English has no exact translation for the French word terroir. But terroir is one of the few words to evoke passion in any discussion about soils. One reason may be that wine is one product of the land where the consumer can ascribe a direct link between subtle variations in the character of the product and the soil on which it was grown. Wine writers and commentators now use the term terroir routinely, as they might such words as rendezvous, liaison, and café, which are completely at home in the English language. French vignerons and scientists have been more passionate than most in pro­moting the concept of terroir (although some such as Pinchon (1996) believe that the word terroir has been abused for marketing, sentimental, and political pur­poses).
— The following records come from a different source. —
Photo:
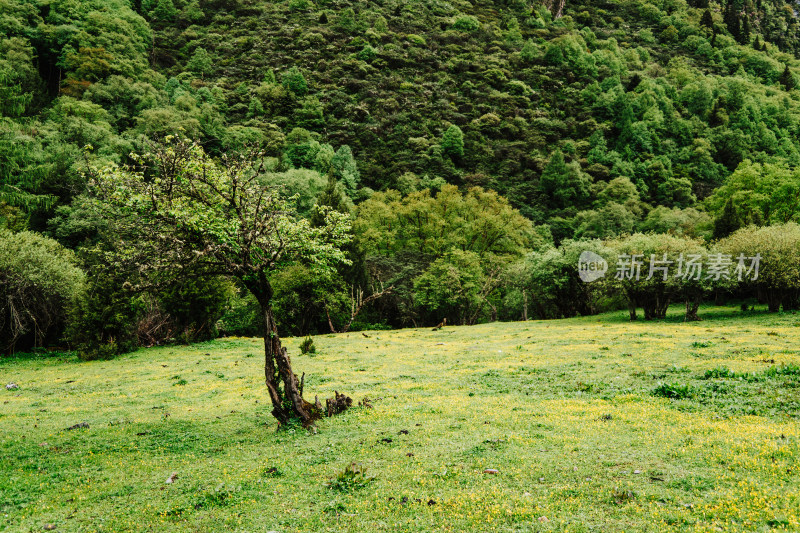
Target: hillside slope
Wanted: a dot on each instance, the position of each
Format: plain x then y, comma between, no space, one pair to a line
666,96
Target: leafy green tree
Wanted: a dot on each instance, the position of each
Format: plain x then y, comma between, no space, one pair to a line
688,222
758,194
191,214
294,81
551,283
566,183
39,285
778,248
787,79
453,142
201,62
456,286
345,169
655,270
165,11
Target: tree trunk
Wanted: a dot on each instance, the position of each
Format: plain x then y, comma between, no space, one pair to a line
282,383
692,305
632,308
524,305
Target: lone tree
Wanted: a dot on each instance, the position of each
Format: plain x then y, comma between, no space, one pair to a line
179,212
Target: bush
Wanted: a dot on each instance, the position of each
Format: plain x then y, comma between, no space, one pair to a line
39,286
242,318
466,23
307,346
674,391
194,305
351,478
106,318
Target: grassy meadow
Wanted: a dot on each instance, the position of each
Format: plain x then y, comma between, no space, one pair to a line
592,424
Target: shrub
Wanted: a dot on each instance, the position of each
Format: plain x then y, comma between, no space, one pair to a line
466,23
719,372
307,346
351,478
674,391
39,285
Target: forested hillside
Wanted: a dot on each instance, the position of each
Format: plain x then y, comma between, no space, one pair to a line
593,120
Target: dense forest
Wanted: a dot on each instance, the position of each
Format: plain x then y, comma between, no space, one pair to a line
477,147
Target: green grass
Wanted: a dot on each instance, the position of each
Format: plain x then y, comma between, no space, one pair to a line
569,412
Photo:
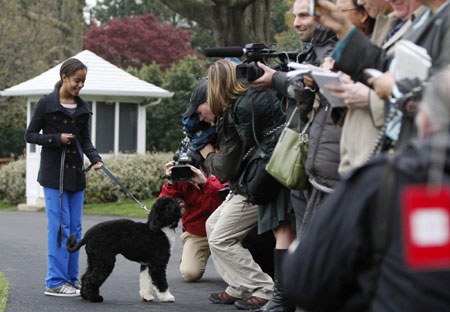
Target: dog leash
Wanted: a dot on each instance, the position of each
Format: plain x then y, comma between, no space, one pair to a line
110,175
61,190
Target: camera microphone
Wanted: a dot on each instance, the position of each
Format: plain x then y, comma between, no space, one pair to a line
224,52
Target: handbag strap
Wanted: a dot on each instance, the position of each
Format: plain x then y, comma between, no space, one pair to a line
308,123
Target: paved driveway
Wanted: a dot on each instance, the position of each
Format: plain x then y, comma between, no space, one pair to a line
23,260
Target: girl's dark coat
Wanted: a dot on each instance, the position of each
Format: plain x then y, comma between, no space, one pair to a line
53,119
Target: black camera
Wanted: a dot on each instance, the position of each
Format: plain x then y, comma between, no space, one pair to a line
254,52
185,155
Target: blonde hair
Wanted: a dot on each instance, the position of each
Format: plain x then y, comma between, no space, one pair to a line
223,87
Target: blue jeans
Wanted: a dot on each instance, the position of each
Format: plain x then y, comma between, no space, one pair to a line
62,266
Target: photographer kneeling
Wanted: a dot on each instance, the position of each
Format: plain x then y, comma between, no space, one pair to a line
245,119
201,197
190,181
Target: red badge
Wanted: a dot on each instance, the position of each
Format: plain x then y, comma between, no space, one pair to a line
426,225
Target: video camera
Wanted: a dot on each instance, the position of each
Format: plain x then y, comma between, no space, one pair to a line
254,52
181,172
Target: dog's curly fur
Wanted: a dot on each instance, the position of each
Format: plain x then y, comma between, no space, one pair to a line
146,243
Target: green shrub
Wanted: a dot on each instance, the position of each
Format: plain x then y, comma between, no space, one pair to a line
142,175
12,182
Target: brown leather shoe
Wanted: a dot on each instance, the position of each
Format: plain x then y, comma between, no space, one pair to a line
251,303
222,298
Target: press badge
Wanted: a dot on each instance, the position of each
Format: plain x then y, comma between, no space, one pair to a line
426,227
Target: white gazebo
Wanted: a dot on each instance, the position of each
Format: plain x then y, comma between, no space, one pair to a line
117,99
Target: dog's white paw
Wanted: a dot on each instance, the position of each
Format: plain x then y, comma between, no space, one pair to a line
165,296
147,298
145,286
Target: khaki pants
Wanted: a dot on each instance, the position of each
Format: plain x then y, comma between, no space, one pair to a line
226,228
195,256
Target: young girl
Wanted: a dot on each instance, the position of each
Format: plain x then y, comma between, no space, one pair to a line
63,118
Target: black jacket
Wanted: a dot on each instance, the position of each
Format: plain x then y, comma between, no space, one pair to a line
235,135
53,119
323,151
334,267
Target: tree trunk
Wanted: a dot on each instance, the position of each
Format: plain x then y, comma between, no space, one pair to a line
233,22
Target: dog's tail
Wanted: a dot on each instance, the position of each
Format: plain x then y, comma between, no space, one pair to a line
72,244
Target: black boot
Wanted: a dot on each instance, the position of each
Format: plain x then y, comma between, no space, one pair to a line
279,302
Their views range from the metaphysical—that “alone, in the plant king­dom, does the vine make known to us the true taste of the earth” (quoted by Han­cock 1999, p. 43)—to the factual: “terroir viticole is a complex notion which integrates several factors . . . of the natural environment (soil, climate, topogra­phy), biological (variety, rootstock), and human (of wine, wine-making, and his­tory)” (translated from van Leeuwen 1996, p. 1). Others recognize terroir as a dy­namic concept of site characterization that comprises permanent factors (e.g., geology, soil, environment) and temporary factors (variety, cultural methods, wine­making techniques). Iacano et al. (2000) point out that if the temporary factors vary too much, the expression of the permanent factors in the wine (the essence of terroir) can be masked. The difference between wines from particular vineyards cannot be detected above the “background noise” (Martin 2000). A basic aim of good vineyard management is not to disguise, but to amplify, the natural terroir of a site. Terroir therefore denotes more than simply the relationship between soil and wine. Most scientists admit they cannot express quantitatively the relationship be­tween a particular terroir and the characteristics of wine produced from that ter­roir. Nevertheless, the concept of terroir underpins the geographical demarcation of French viticultural areas: the Appellation d’Origine Contrôllée (AOC) system, which is based on many years’ experience of the character and quality of individ­ual wines from specific areas.